Take advantage of school meals – many schools in China offer their teaching staff free breakfasts and lunches, just think, for the majority of your stay in China, you may only have to ponder about what to spend money on for your dinner.
Shop at the local market – In the West we typically pay more money for locally sourced fruit and vegetables. However, in China it is quite the opposite, you can cut the costs of your weekly food shop by frequenting your local wet market where the food is much fresher and far cheaper than it is at the big supermarkets like Walmart and Aeon.

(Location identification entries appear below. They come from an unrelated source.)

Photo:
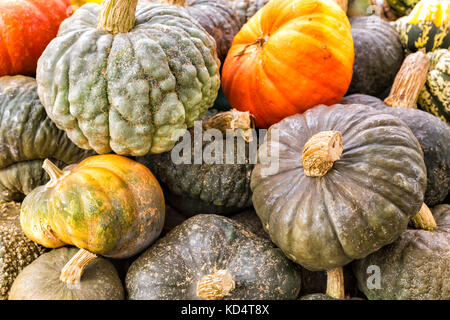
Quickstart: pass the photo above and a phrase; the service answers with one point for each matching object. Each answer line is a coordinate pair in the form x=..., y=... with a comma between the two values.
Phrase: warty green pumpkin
x=415, y=266
x=378, y=55
x=16, y=250
x=435, y=95
x=125, y=80
x=27, y=137
x=206, y=186
x=211, y=257
x=40, y=280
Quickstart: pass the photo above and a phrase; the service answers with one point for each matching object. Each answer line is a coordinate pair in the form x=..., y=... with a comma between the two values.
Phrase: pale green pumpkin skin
x=132, y=93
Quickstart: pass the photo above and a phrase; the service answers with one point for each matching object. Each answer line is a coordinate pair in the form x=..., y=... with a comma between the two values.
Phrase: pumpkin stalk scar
x=335, y=283
x=424, y=219
x=215, y=286
x=320, y=152
x=73, y=270
x=117, y=16
x=409, y=81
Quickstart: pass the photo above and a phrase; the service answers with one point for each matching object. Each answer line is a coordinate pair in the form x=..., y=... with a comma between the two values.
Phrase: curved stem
x=73, y=270
x=320, y=152
x=424, y=219
x=215, y=286
x=117, y=16
x=335, y=283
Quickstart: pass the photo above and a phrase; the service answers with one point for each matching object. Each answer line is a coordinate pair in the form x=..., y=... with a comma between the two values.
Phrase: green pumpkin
x=40, y=280
x=132, y=84
x=16, y=250
x=27, y=137
x=212, y=257
x=324, y=219
x=435, y=95
x=414, y=267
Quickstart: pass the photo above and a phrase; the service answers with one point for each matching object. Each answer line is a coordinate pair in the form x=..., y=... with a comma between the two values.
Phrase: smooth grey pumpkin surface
x=16, y=250
x=378, y=55
x=131, y=93
x=172, y=267
x=40, y=280
x=433, y=135
x=27, y=137
x=416, y=266
x=361, y=204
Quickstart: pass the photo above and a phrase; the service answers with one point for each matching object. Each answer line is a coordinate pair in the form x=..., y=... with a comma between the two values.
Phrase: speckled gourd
x=125, y=80
x=27, y=137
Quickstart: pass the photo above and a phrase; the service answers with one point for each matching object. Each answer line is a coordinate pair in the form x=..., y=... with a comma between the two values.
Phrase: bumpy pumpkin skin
x=433, y=136
x=289, y=57
x=378, y=55
x=108, y=205
x=27, y=136
x=172, y=267
x=204, y=188
x=435, y=95
x=27, y=27
x=361, y=204
x=16, y=250
x=40, y=280
x=130, y=93
x=415, y=266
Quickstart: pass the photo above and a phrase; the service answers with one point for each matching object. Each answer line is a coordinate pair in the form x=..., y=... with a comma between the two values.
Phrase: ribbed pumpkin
x=415, y=266
x=378, y=55
x=427, y=26
x=26, y=29
x=27, y=137
x=289, y=57
x=435, y=95
x=218, y=182
x=128, y=81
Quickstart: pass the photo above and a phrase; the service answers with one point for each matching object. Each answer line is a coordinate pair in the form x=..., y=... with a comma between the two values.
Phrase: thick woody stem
x=241, y=123
x=409, y=81
x=73, y=270
x=117, y=16
x=335, y=283
x=320, y=152
x=215, y=286
x=424, y=219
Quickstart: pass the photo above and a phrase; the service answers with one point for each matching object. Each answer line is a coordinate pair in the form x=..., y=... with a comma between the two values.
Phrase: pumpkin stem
x=117, y=16
x=320, y=152
x=54, y=172
x=215, y=286
x=335, y=283
x=73, y=270
x=409, y=81
x=424, y=219
x=239, y=122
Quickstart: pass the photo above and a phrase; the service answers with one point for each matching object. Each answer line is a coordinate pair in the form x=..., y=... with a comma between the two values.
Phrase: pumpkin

Eat and drink in local cafes and restaurants – In China, you can get a decent meal from your local deli for no more than 10 yuan. Western chains like Starbucks and Pizza Hut charge exactly the same prices for drinks and meals in China as they do in the West, despite the lower cost of living, so if you want to save some money, its best not to go to these places too often.
China is such a highly populated country, that in most cities, that the same amenities are placed all over the area and are easy to get to. Getting around shouldn’t cost you a lot of money.
Walk – Even in China’s smaller cities, shops, restaurants, malls and parks are normally within a reasonable walking distance. You can keep your fitness up and your transport costs low.
Cycle – Another cost-effective way to get around is by bicycle. You can either buy a bike or rent a bike such as a Mobike or an Ofo. These rent-a-bikes are scattered everywhere around the cities and its a very convenient way to get around without paying a lot of money or worrying about your bike getting stolen or damaged.
Stick to local transport – both the metro system and buses are very low cost and it typically costs around 2 yuan to get from one part of the city to another.